“What are you going to DO with ALL these VHS tapes? I mean, my grandmother still has a VCR, but who else does?”
I get all manner of questions at the Book Fair, and I get a lot of advice. The audio-visual section is particularly popular for both, these last few years. Why do I still sell 8-tracks? Who on earth buys reel-to-reel tapes? Why can’t you alphabetize the CDs? (I explained that once: it’s a personal thing. All through my life, when I buy music, if I’m looking for a composer, everything’s alphabetized by performer, and if I’m looking for a performer, it’s all in order by composer. Yes, I honestly believe in LP elves who did that when I was sleeping, so as to be ready when I showed up at the store again. I think it’s much fairer if you know from the outset you’ll have to go through every single disc.)
In fact, why sell audio-visual material at all? People can download anything they want. And then my self-appointed AV advisors pause, on the brink of asking the Kindle question, and in that breath before they ask why I exist at all in a fully digital age, I utter my magic spell.
“I sold every single slide carousel I had out for sale this year.”
Now THAT, friends, is a technology I thought was dead and buried. Oh, sure, maybe your GRANDMA still uses slides, but everyone else knows how to do PowerPoint, right? (I don’t, but don’t count me in on this one.
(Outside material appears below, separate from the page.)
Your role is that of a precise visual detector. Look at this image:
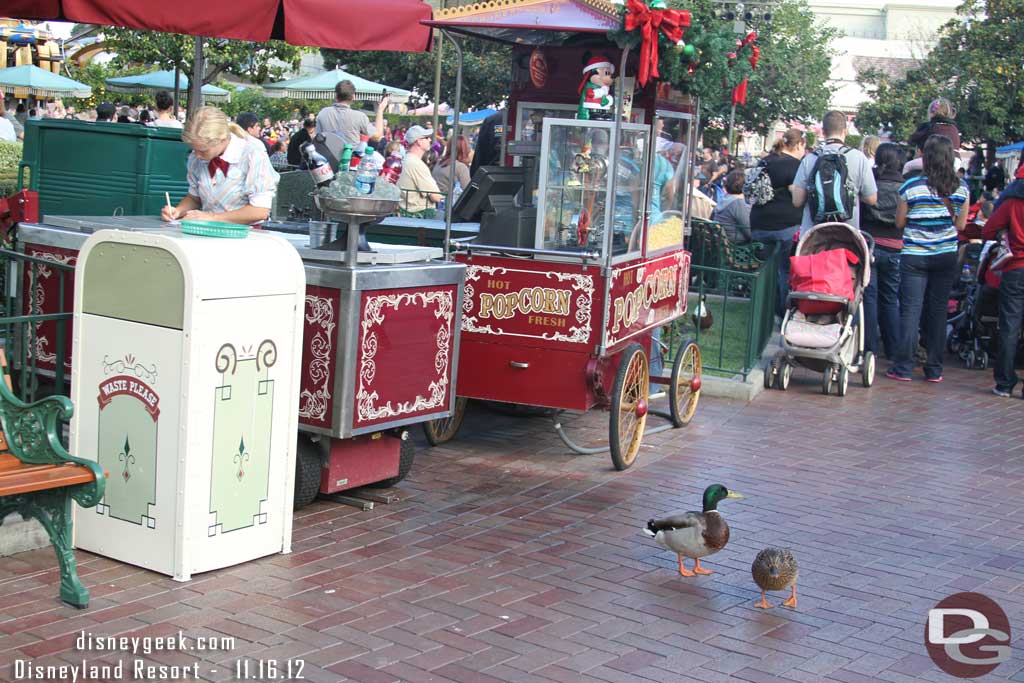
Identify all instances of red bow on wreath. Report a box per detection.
[626,0,690,87]
[732,31,761,105]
I can’t work a slide carousel, either.)
Books, piano rolls, and slide sets will continue to find their niche at the Newberry. Maybe technology has moved along, but as long as someone finds the earlier forms charming enough to give us money for them, why not take the money? If you recall the stereoscope slides I blogged about, by the way, the viewer sold in the first hour, and every last card had sold by Sunday morning. There’s a lid for every pot, friend.
(Note to self: find that chamberpot and put it out for sale next year. THERE’S a technology that don’t change much.)